排出権ビジネス本格化へ−人材派遣会社も参入

CO2等温暖化効果ガスの排出権取引が次第に活発化しつつあり,企業による環境問題への取組みは本格的なステージに移ってきた。既に半導体メーカーがオーストラリアで大規模な植林事業に乗り出す方針を表明する等,排出権の確保・転売を巡るビジネスは今後本格化が予想されている。そのような中,人材派遣業にも排出権取引を意識した動きが出てきており,今後の景気への影響が注目される。
今回,排出権取引関連ビジネスに参入したのは人材派遣業の大日本キャリアサービス(株)。同社では同業他社との戦略的差別化について検討を重ねてきたが,最近の環境問題を巡る動きを差別化の絶好の機会と捉えたもの。
同社の具体的な戦略は,炭酸ガス排出量ゼロの無呼吸派遣社員の養成および派遣。従業員の呼吸により発生する炭酸ガスを大幅に削減することにより,派遣先企業は排出権の確保が可能となるため,大規模メーカー中心に相当な引き合いが来ている模様。大日本製鉄ではまだ検討中であるとしながらも「今後2万人規模で派遣社員を受入れることもあり得る」としている。
問題は炭酸ガス排出量ゼロの人材の育成。酸素を吸って炭酸ガスを排出する通常の社員を,訓練により24時間無呼吸勤務が可能な状態に仕上げるまで約3ヵ月を要するため,常に人材不足の状態にあり,現在派遣されている無呼吸社員の時給は15,000円にまで高騰している。通常の時給に比べて約10倍という高水準に,無呼吸派遣を希望する新規登録者が毎日500人のペースで押し寄せているという。
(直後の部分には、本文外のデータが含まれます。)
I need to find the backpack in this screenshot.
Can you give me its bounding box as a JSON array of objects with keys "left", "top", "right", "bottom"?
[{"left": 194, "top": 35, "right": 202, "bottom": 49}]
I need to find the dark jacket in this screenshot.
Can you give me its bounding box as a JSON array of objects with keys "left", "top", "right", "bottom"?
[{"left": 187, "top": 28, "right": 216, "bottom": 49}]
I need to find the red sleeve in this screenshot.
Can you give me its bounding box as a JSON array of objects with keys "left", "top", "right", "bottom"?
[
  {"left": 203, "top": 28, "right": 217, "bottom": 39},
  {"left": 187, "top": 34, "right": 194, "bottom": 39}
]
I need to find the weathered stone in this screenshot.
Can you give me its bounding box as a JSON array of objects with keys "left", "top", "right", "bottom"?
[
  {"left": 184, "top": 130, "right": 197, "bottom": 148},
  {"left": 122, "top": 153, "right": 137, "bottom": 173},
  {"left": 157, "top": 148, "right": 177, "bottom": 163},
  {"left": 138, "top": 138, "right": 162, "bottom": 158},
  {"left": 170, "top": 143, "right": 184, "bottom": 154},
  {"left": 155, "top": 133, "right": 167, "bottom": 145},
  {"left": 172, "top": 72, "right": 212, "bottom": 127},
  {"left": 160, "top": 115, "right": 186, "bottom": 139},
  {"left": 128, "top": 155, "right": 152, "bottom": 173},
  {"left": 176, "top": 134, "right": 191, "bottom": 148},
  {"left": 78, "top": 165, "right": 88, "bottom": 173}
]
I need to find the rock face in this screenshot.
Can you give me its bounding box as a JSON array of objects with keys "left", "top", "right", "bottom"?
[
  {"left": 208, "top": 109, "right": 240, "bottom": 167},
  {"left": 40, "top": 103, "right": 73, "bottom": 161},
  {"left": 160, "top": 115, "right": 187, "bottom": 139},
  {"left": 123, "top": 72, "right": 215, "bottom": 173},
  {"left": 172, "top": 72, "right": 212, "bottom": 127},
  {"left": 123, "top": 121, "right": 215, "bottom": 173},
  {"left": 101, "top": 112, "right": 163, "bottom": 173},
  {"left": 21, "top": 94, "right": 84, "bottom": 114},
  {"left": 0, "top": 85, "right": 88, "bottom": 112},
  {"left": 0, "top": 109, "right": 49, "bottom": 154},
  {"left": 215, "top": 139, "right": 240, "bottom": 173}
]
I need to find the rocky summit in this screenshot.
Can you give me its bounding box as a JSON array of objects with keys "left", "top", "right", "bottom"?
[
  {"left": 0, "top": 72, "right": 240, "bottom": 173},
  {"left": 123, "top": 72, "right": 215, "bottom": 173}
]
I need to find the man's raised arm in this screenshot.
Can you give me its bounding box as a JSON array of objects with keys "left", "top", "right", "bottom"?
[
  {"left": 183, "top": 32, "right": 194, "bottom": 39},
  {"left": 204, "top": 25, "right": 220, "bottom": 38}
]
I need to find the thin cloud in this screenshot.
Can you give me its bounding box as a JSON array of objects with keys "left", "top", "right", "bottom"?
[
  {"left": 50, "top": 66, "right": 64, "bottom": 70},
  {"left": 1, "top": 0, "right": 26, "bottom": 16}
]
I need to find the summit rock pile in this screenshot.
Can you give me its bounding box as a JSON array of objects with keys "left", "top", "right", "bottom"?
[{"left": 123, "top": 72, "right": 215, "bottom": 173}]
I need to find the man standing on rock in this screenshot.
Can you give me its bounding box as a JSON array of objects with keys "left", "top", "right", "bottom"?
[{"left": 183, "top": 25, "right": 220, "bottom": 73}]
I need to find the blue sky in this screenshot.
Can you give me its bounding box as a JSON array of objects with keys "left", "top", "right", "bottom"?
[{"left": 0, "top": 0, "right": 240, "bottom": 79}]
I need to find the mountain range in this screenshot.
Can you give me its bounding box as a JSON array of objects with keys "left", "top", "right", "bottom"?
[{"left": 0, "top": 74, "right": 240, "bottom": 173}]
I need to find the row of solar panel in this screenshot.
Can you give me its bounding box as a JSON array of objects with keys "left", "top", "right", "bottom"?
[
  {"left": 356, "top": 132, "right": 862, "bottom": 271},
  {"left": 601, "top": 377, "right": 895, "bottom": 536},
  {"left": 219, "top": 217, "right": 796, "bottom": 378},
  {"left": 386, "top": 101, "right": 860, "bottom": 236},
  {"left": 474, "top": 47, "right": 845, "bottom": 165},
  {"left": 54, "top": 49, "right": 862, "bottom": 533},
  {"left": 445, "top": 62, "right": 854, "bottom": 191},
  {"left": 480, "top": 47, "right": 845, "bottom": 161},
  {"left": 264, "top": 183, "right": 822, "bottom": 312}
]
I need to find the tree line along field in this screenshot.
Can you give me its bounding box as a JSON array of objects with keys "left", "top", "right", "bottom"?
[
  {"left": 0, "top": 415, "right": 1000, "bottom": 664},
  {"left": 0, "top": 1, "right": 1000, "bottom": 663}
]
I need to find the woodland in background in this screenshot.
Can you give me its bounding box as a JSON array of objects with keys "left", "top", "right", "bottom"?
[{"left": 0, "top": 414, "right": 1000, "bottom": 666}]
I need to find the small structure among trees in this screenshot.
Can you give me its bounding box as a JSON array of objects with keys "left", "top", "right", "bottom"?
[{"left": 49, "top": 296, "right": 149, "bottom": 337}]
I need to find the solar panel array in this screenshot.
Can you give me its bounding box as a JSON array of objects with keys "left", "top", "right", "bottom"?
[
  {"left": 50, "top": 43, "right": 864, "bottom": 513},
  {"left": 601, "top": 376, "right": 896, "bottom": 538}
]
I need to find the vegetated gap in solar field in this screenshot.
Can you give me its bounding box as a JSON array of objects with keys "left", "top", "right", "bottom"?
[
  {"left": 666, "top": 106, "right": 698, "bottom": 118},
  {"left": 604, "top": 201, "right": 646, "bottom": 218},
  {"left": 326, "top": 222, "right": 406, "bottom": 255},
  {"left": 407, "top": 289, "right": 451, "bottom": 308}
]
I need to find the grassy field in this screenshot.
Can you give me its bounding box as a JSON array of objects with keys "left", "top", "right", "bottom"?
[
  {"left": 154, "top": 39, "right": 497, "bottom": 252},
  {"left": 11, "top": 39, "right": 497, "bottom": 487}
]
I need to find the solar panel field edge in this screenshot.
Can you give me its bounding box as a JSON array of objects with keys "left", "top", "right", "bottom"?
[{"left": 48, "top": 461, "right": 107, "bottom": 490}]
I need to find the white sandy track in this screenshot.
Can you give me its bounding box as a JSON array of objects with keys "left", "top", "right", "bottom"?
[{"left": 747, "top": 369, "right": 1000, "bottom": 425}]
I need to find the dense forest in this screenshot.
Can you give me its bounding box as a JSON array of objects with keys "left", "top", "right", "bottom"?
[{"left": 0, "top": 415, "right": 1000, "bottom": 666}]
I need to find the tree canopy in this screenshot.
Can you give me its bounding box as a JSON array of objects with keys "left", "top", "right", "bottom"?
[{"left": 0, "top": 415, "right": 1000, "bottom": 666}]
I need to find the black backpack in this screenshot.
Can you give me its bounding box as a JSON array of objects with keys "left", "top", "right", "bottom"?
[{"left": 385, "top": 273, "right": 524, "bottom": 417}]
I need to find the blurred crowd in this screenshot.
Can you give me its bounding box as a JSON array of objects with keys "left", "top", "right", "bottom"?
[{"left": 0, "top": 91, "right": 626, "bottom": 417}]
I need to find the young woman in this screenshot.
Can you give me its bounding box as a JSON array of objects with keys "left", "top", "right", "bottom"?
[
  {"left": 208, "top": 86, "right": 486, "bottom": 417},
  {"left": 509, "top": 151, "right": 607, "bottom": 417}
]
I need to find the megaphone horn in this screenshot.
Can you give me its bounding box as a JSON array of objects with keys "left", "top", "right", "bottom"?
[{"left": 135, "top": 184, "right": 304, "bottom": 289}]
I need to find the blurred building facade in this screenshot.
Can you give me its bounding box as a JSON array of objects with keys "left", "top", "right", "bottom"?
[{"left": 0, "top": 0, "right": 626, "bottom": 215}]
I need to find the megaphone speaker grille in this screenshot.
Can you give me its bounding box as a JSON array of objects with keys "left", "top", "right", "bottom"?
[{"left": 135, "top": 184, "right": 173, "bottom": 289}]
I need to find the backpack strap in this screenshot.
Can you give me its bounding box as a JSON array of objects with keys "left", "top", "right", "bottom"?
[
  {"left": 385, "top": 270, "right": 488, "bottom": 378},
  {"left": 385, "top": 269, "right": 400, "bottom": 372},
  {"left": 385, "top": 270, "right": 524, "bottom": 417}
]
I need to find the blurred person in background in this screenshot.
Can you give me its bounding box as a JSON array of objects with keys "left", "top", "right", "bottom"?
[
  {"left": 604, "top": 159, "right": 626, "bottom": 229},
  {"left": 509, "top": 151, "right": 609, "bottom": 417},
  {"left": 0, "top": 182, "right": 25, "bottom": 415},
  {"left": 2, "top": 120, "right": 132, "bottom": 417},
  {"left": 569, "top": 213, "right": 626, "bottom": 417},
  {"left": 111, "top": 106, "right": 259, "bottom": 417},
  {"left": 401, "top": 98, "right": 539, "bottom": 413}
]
同社では無呼吸社員の育成法については「最高の企業機密」であるとして一切説明していないが,訓練途中で退社した元社員は,「詳しくは言えないが,以前ヒットした,排気の出ない掃除機の原理を応用して,無呼吸でも大丈夫な体質に変えていくもの」と語っており,「まさに生きるか死ぬかの苦しい訓練だった」としている。東京大学理学部の進藤太教授はこのコメントについて,「人間の体質を掃除機の原理を応用して変えることが出来るというのは想像できない。もし本当ならばノーベル賞ものだ」と懐疑的だ。
同社の派遣登録社員数は今年度末には130,000名に達する勢いであり,経常利益は750億円を見込む等,一気に人材派遣業界トップに躍り出るのは確実。アイデアと技術次第で企業の序列が大きく変わる時代の象徴的な出来事といえよう。